In any event, the PCR court correctly found that defendant's claim that the assistant prosecutor pursued a matter without probable cause was entirely without merit. Wholly aside from White's statement, the State had sufficient evidence to support defendant's indictment.
C. Brady Violation
Defendant asserts the State violated Brady by failing to provide the defense with a copy of a 9-1-1 call to police headquarters on September 26, 1999. The record shows that the assistant prosecutor agreed to provide the defense with a copy of the 9-1-1 recording. The assistant prosecutor told the court an unknown person made the call and reported the shooting. It was, the prosecutor stated, a "very brief call."
To establish a Brady violation, the defendant must show that "(1) the prosecution suppressed evidence; (2) the evidence is favorable to the defense; and (3) the evidence is material." State v. Martini, 160 N.J. 248, 268 (1999) (citation omitted). Here, there is no evidence that the State failed to provide the defense with a copy of the recording of the 9-1-1 call.
Moreover, defendant has not shown that the recording was exculpatory and material to the defense. According to the assistant prosecutor, the caller merely reported the shooting and did not identify herself. The PCR court correctly determined that defendant had not shown that the State violated its obligation under Brady to provide the defense with material, favorable evidence.
D. Ineffective Assistance of Trial and PCR Counsel
Defendant further argues he was denied the effective assistance of counsel because his trial attorney did not seek dismissal of his indictment on the ground that White's arrest warrant was illegal. He also claims he was denied the effective assistance of PCR counsel because his attorney did not raise a claim regarding Avigliano's purported conflict of interest in the first PCR proceeding.
To establish a claim of ineffective assistance of counsel, the defendant must meet the two-part test established in Strickland v. Washington, 466 U.S. 668, 686 (1984), and adopted by our Supreme Court in State v. Fritz, 105 N.J. 42, 58 (1987)). The defendant first must show that his attorney made errors "so serious that counsel was not functioning as the 'counsel' guaranteed the defendant by the Sixth Amendment." Strickland, 466 U.S. at 687. Counsel's performance is deficient if it "[falls] below an objective standard of reasonableness." Id. at 688.
The defendant also must show that his counsel's "deficient performance prejudiced the defense." Id. at 687. The defendant must establish that "there is a reasonable probability that, but for counsel's unprofessional errors, the result of the proceeding would have been different." Id. at 694. A "reasonable probability" is a "probability sufficient to undermine confidence in the outcome" of the proceeding. Ibid.

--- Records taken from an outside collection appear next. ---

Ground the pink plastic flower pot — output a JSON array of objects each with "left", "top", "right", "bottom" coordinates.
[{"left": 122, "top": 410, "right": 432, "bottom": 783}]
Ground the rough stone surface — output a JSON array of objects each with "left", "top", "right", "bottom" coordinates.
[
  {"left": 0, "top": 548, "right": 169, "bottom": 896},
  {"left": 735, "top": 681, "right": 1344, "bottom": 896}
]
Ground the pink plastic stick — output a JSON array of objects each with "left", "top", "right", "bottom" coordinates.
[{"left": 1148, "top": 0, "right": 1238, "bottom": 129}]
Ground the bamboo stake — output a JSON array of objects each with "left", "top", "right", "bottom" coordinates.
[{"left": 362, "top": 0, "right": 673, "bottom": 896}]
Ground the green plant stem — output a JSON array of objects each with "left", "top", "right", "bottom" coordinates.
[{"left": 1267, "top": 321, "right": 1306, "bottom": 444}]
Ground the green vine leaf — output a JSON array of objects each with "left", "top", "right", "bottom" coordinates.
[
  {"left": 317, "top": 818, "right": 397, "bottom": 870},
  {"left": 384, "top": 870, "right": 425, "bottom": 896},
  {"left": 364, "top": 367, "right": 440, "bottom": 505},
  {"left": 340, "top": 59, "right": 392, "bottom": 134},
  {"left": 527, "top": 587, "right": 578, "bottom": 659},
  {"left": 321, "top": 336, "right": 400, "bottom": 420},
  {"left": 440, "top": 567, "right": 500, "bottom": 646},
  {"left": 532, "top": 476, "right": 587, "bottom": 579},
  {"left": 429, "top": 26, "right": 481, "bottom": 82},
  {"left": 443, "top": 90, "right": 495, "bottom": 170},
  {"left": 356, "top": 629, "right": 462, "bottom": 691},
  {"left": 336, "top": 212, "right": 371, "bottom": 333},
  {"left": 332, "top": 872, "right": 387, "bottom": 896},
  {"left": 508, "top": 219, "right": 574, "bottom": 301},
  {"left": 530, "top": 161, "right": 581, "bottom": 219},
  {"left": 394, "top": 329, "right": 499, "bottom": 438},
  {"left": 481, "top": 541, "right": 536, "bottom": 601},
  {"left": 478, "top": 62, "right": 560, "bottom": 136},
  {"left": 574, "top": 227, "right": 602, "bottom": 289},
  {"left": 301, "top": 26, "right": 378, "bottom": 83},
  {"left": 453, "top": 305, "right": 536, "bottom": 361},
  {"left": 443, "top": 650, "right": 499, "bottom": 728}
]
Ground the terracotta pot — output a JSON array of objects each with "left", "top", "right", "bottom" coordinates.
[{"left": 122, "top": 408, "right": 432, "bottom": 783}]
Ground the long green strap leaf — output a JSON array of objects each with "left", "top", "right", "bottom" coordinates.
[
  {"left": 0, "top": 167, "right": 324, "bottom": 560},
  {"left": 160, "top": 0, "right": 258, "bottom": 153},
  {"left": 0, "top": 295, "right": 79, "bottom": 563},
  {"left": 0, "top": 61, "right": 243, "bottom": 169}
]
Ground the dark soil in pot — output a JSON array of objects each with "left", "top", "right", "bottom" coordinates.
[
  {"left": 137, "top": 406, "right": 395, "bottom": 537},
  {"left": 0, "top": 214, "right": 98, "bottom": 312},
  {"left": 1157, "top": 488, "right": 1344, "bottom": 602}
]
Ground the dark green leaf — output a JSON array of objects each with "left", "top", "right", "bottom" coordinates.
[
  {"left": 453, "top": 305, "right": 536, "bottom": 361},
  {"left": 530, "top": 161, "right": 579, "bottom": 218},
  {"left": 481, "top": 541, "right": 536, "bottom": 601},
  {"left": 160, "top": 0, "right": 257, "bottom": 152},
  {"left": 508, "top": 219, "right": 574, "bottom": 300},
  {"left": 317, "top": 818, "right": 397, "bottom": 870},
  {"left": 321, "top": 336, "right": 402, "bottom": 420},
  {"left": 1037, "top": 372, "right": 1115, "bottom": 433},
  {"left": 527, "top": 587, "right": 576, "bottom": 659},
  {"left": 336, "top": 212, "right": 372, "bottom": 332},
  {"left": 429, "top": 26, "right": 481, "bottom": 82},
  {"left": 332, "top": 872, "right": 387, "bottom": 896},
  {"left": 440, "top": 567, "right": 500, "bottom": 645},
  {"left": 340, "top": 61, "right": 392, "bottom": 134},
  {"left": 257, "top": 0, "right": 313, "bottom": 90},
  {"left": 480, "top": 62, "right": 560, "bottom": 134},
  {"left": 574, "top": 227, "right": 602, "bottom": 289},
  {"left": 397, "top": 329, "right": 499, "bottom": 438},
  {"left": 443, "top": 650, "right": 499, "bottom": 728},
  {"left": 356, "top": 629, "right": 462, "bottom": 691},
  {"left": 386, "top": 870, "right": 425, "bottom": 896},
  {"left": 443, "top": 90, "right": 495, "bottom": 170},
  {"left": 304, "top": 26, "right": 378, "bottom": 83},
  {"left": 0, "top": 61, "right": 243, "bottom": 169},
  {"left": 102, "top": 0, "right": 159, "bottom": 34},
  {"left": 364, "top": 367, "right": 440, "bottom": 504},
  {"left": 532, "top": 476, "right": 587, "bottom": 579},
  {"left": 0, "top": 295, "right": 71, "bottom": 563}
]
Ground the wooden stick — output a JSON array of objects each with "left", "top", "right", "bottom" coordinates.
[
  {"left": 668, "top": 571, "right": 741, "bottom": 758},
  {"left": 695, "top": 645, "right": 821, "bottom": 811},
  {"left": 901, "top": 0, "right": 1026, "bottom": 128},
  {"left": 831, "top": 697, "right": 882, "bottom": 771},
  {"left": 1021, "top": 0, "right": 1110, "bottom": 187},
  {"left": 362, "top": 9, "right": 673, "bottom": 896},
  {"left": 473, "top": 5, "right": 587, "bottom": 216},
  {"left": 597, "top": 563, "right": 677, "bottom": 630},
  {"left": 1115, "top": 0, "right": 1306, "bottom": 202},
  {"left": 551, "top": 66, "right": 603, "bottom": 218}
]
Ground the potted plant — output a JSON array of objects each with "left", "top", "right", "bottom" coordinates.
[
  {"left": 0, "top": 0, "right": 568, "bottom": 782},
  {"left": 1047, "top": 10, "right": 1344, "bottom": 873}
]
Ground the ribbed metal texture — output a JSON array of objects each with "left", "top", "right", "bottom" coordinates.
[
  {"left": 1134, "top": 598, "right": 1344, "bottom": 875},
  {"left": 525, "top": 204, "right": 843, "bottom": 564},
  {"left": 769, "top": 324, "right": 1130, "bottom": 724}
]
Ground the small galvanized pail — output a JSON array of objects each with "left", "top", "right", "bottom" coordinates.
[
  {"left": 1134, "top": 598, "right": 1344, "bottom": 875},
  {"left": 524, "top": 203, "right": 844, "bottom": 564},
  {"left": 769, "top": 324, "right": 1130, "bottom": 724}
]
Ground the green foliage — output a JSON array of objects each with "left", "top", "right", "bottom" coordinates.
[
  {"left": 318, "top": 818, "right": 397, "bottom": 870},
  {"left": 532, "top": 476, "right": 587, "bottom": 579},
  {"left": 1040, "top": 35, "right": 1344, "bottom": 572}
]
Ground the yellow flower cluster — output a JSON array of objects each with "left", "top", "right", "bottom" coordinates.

Here, defendant failed to show that his trial attorney was deficient in failing to seek the dismissal of his indictment based on White's alleged illegal arrest warrant and his alleged coerced statement. As we stated previously, wholly aside from White's statements, there was probable cause for the indictment. Thus, if defendant's attorney had made such a motion, it would have been denied.
Defendant also failed to show that his PCR counsel erred by failing to raise Avigliano's purported conflict of interest in the first PCR petition. The claim was meritless and the result of that proceeding would not have been different if counsel had raised the issue.
In view of our decision, we need not address defendant's contention that the PCR court erred by finding that his second PCR petition was barred by Rules 3:22-12(a)(2) and 3:22-4(b).
Affirmed.
I hereby certify that the foregoing is a true copy of the original on file in my office.